C iro Fanelli è alla sua prima esperienza come romanziere: fino ad oggi è stato illustratore, fumettista, tatuatore, musicista. Ha disegnato copertine di dischi, anche per la sua etichetta, Jus Des Balles records, dedita a suoni sperimentali, e per i suoi dischi a nome Alcomongo. Le sue opere sono state pubblicate da grandi editori come Le Dernier cri, Kovra, Frigidaire, ma anche a fieri indipendenti come Lamette comics, Epoc Ero Uroi. Per un certo periodo ha organizzato il festival di fumetti Deragliamenti a Urbino. Scrive articoli per Esquire e ha tenuto su Vice una rubrica nella quale illustrava i suoi sogni: ne nacque un libro, Live Freud Die Jung. Tutte queste esperienze sembrano convergere nell’ultima sfida, che raccoglie il testimone dei migliori romanzi illustrati d’avventura in un contesto contemporaneo in cui c’è poco tempo per pensare e immaginare; proprio quando è più necessario per non farsi distruggere dalla macchina.

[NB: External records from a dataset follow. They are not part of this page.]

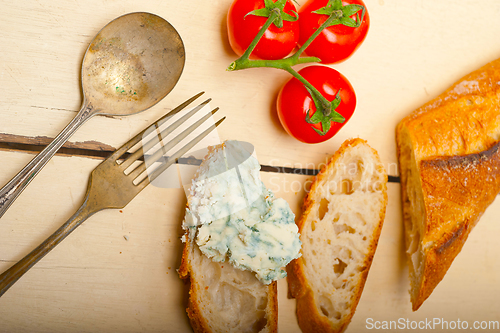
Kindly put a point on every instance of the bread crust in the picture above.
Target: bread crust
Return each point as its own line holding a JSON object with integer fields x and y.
{"x": 195, "y": 314}
{"x": 308, "y": 315}
{"x": 454, "y": 143}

Nel bosco del nostro splendore di Ciro Fanelli (Rizzoli Lizard) è la storia di un ritorno a casa di un novello figliol prodigo che si trova improvvisamente lanciato dalla sua solitudine verso una situazione para-umana in cui potenze sconosciute lo manovrano, la realtà finalmente viene scoperchiata ed è incredibile, come qualcuno che per la prima volta vede il sole e pur di guardarlo si acceca. È colpa dell’entità “sacra” del libro, un micelio che si insinua nella vita del protagonista, diventando lui stesso, da invisibile, ingombrante personaggio del dramma.
Il libro è nato per il tuo amore verso la natura, o per il tuo odio verso l’umanità?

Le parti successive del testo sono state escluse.